I slump back on the seat, mind swimming, chin and chest wet with water and alcohol.
‘You’re a mess,’ Selina says, towering over me.
‘Can you - ’ I actually hiccup, making her anger intensify ‘ - leave me to sleep.’
I check the screen in front of my seat and see that New York is only two hours away. We’re so close to home - to reality - that I want to sleep the rest of the way.
At least in sleep I can’t think.
‘What’s happened to you, Nikos?’
I close my eyes, hoping to ignore her but find the words tumbling out of me. ‘I fell in love and was reminded I’m not worthy of it.’
I can’t see Selina’s reaction, but I hear it. She sighs. ‘Oh, Nikos. When will you learn you’re worthy of what you allow yourself to have? Start treating yourself with kindness, and maybe you’ll understand that. Keep punishing yourself, and you’re right. You can’t love someone if you don’t love yourself.’
In the dark of my closed eyes, my mind conjures faded images of Oli. I try and grasp onto them, but he slips through my mind like sand through fingers.
‘How bad is it?’ I ask next.
‘Well,’ Selina slips into the seat next to me, laying a hand on my knee so I know whatever she is going to say is bad. ‘Every major and minor news site currently has your face plastered everywhere.’
‘Fuck.’ Hiccup.
‘Luckily, our last counter-offer worked. Although the news is out that Nikos Ridge was seen in Greece on a romantic getaway with a man, they haven’t linked it to Oli. Anonymity laws in England are strong enough that we were able to blur his face and protect him.’

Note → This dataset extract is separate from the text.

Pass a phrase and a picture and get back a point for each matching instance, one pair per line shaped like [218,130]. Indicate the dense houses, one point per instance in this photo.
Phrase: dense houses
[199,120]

I smile into the dark, not bothering to open my eyes. ‘Good. This is good.’
Even though my father has won, I was still able to protect Oli. He may not know it, but I do. That eases some of the guilt, but not all of it.
‘And damage control, what are… are they saying?’ It’s becoming hard to form words. With my eyes closed, my mind sloshing in alcohol and my stomach as empty as a church for sinners, I know sleep is close. Not sleep as I need, but a comatose state I can drink myself into.

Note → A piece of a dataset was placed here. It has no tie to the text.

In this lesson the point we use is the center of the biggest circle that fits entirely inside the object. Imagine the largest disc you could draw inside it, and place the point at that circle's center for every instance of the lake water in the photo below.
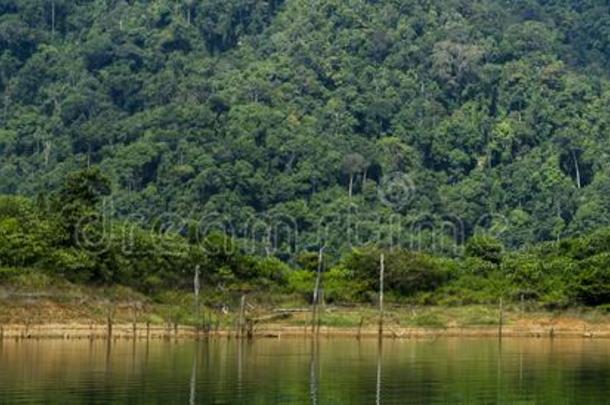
(296, 371)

‘A couple of days of solitary confinement for you to gather yourself, then you’re on a press tour to explain yourself.’
‘Is loving a man such a terrible thing?’
‘No,’ Selina says, softly. ‘Not at all, and please don’t think I think that way. The issue is the fact that the second film going into production was riding on your proving your chemistry with your co-star. Everyone went wild over Armin and Gwen on screen, and it’s your romance that is going to draw people back to seats in theatres. She is willing, for a price, to stand by your side during this time and keep up the flirtation we had going before the first movie.’
My stomach churns again with memories of how I’d had to act even off-screen to sell the ‘romance’ that was the heart of the movie. My co-star was fine enough, but right now I can barely even remember her name - let alone conjure a single shred of desire for her.
‘She’ll be meeting us at your first appearance with the host of Mornin’ America,’ Selina continued. ‘You’ll explain that the man you were seen with was a childhood friend, and that it is simply good-old-fashioned Greek touchy-feeliness between utterly platonic and definitely not gay mates that got you into this mess. Convince every straight woman in America it’s nothing to worry about, just some very European…close hugging, and you’ll convince the board at the production company to sign off on the second film - ’
‘I don’t want to do it,’ I say, peeking open my eyes enough to see her.